Eram tempos de ditadura. Hoje, recuperamos o Estado de Direito, no qual greve, manifestações e reivindicações são direitos assegurados pela Constituição Federal. Exceto no Rio Grande do Sul, onde o arbítrio ainda impera.

Em setembro de 2007, a Brigada Militar, como é conhecida a PM gaúcha, tentou impedir a marcha de três colunas de sem-terra rumo ao município de Coqueiros do Sul. Em relatório entregue ao comandante geral da BM, ao Ministério Público do RS e ao Ministério Público Federal, o subcomandante, coronel Paulo Roberto Mendes Rodrigues, caracteriza o MST e a Via Campesina como “movimentos criminosos”.

Em dezembro de 2007, o Conselho Superior do Ministério Público gaúcho designou equipe de promotores para “promover ação civil pública com vistas à dissolução do MST e declaração de sua ilegalidade”. Quando o Judiciário exigirá o fim do latifúndio?

Decidiu ainda pela “intervenção nas escolas do MST a fim de tomar as medidas necessárias para a readequação à legalidade, tanto no aspecto pedagógico quanto na estrutura de influência externa do MST”. Essa decisão contraria o Pacto Internacional sobre Direitos Civis e Políticos, reconhecido pelo governo brasileiro (Decreto 592, 6/7/92), além de desrespeitar a Constituição Federal.

Em 11 de março deste ano, o Ministério Público Federal denunciou oito integrantes do MST por “integrarem agrupamentos que têm por objetivo a mudança do Estado de Direito” e acusou os acampamentos do movimento de se constituírem “Estado paralelo”, apoiado pelas Farc. Tal afronta bate de frente com as conclusões do inquérito penal da Polícia Federal que investigou o MST em 2007 e concluiu inexistirem vínculos do movimento com as Farc e prática de crimes contra a segurança nacional.

O MST é um movimento legítimo, que mantém 150 mil pessoas acampadas à beira de estradas, evitando que engrossem o cinturão de favelas das cidades. E defende o direito de acesso à terra de 4 milhões de famílias que, nas últimas décadas, foram expulsas do campo pela expansão do latifúndio e do agronegócio, e pela construção de barragens e o aumento dos juros bancários.

Por princípio, o MST adota, em suas ações, o método da não–violência, como faziam Gandhi e Luther King (que, aliás, sofreram acusações semelhantes e morreram assassinados). As áreas ocupadas são improdutivas ou invadidas por grileiros que se apossaram de terras pertencentes ao poder público, como é o caso de muitas fazendas do Pontal do Paranapanema (SP).

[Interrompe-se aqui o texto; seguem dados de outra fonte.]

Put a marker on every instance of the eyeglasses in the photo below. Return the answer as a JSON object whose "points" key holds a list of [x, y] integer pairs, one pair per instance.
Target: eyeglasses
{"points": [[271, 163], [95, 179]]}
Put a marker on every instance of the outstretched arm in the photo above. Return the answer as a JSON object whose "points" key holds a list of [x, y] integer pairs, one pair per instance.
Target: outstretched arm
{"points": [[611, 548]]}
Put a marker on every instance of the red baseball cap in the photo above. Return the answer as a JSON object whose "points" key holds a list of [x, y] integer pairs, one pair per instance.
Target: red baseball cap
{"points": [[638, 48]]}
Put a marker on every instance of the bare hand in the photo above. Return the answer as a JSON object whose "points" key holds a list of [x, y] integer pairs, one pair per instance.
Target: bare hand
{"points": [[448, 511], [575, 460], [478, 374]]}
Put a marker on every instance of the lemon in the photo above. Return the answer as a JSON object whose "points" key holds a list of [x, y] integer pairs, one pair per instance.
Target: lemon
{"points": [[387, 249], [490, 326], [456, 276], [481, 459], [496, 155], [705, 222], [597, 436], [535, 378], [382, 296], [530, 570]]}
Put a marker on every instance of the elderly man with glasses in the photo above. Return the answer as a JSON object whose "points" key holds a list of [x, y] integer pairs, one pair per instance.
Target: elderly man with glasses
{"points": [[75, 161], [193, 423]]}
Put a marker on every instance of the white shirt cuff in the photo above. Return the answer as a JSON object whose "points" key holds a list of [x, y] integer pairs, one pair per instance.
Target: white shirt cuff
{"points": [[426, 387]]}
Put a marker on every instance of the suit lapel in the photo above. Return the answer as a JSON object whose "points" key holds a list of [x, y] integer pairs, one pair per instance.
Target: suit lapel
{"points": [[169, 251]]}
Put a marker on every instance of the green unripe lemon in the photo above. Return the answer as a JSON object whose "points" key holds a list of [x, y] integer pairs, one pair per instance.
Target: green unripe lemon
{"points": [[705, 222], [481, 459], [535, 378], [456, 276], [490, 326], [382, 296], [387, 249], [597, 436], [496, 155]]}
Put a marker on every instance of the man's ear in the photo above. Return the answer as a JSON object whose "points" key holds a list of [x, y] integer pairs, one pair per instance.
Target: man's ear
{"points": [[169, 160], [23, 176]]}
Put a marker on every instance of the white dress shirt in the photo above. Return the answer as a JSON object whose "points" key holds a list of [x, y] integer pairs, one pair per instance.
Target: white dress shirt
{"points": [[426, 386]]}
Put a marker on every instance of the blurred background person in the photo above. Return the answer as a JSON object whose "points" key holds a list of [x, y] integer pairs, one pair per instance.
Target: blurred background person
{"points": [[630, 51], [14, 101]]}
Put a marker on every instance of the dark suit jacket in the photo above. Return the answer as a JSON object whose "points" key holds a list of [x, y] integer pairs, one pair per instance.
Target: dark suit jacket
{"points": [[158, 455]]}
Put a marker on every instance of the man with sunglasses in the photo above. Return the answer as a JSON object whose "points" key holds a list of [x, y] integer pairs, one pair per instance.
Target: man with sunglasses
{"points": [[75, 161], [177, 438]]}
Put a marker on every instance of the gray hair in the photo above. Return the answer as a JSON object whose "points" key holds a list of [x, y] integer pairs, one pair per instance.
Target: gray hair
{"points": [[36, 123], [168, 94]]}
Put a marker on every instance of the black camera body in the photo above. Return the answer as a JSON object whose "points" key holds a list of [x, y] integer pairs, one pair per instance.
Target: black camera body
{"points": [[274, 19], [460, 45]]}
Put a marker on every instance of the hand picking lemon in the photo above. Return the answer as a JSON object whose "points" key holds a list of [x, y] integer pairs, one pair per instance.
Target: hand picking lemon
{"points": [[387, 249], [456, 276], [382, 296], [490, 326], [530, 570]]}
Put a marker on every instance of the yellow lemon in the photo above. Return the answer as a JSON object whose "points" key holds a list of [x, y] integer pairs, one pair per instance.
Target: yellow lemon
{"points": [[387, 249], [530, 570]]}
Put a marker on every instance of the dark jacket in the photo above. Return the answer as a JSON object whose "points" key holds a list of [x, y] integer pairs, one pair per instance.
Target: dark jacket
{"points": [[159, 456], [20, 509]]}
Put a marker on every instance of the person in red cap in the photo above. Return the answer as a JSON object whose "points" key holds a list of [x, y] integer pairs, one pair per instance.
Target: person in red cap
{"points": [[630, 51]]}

O Brasil e a Argentina são os únicos países das três Américas que jamais fizeram reforma agrária. Nosso país é o que possui mais terras cultiváveis no continente, cerca de 600 milhões de hectares, dos quais 710,2 mil km2 (59% do território nacional) encontram-se em situação irregular, invadidos por grileiros, posseiros e latifundiários.

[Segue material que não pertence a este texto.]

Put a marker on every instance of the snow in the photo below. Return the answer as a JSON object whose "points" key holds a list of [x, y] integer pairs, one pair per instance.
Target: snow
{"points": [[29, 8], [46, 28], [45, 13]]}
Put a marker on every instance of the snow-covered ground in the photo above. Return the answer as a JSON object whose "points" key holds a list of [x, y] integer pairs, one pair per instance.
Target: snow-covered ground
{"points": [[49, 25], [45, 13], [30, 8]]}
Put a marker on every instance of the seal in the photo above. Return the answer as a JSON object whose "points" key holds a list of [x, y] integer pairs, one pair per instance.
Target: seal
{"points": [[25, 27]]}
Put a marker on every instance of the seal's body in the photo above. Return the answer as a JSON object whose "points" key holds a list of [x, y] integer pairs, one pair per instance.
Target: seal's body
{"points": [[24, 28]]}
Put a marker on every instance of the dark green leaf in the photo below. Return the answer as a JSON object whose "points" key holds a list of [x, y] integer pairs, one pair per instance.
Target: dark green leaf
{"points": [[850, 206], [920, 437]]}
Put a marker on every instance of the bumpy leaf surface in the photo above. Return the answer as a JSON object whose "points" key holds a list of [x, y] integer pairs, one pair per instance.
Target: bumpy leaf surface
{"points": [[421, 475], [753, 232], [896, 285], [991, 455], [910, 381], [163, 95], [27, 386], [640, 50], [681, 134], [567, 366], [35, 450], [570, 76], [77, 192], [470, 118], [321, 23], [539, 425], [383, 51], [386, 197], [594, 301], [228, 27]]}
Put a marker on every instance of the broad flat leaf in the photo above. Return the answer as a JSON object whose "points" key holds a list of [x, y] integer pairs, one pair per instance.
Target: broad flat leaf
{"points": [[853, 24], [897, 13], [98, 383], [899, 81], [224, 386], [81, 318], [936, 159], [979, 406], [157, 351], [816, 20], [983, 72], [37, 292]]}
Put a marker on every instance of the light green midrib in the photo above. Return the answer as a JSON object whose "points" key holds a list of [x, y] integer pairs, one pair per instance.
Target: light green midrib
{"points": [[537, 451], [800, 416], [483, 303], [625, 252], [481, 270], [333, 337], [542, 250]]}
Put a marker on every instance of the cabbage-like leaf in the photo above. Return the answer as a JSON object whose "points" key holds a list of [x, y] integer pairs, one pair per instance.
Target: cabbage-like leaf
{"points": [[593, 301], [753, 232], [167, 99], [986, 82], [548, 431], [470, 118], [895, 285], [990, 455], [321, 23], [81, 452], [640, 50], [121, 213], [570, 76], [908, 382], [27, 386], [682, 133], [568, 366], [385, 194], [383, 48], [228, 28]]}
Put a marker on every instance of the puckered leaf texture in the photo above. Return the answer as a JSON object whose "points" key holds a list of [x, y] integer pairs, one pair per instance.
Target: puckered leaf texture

Hoje, o MST luta pela democratização da terra de modo a priorizar a produção de alimentos para o mercado interno (120 milhões de potenciais consumidores), por meio de pequenas e médias propriedades, e livre do controle das empresas transnacionais, garantindo soberania alimentar ao nosso país. Uma mudança sustentável da estrutura fundiária requer novo padrão tecnológico capaz de preservar o meio ambiente e implantar no interior agroindústrias na forma de cooperativas, e facilitar a todos o acesso à educação de qualidade.

Não se pode admitir que as terras do Brasil passem à propriedade de estrangeiros apenas porque têm mais dinheiro. Elas deveriam estar ao alcance das famílias beneficiárias do Bolsa Família. Assim, o governo já não precisaria se preocupar em aumentar-lhes a mesada. Mais do que comida, fogão e geladeira, essas famílias precisam ter condições de acesso à terra, de modo a se emanciparem da tutela federal e produzirem a própria renda.

Todos os direitos da cidadania — voto das mulheres, legislação trabalhista, SUS, aposentadoria — foram conquistados por movimentos sociais. E a história de todos eles, em qualquer país ou época, não difere do que hoje enfrenta o MST: incompreensões, perseguições, massacres e assassinatos (Eldorado dos Carajás, Dorothy Stang, Chico Mendes) etc. Se o preço da liberdade é a eterna vigilância, o da democracia é socializar o poder, evitando que seja privilégio de uma casta ou classe.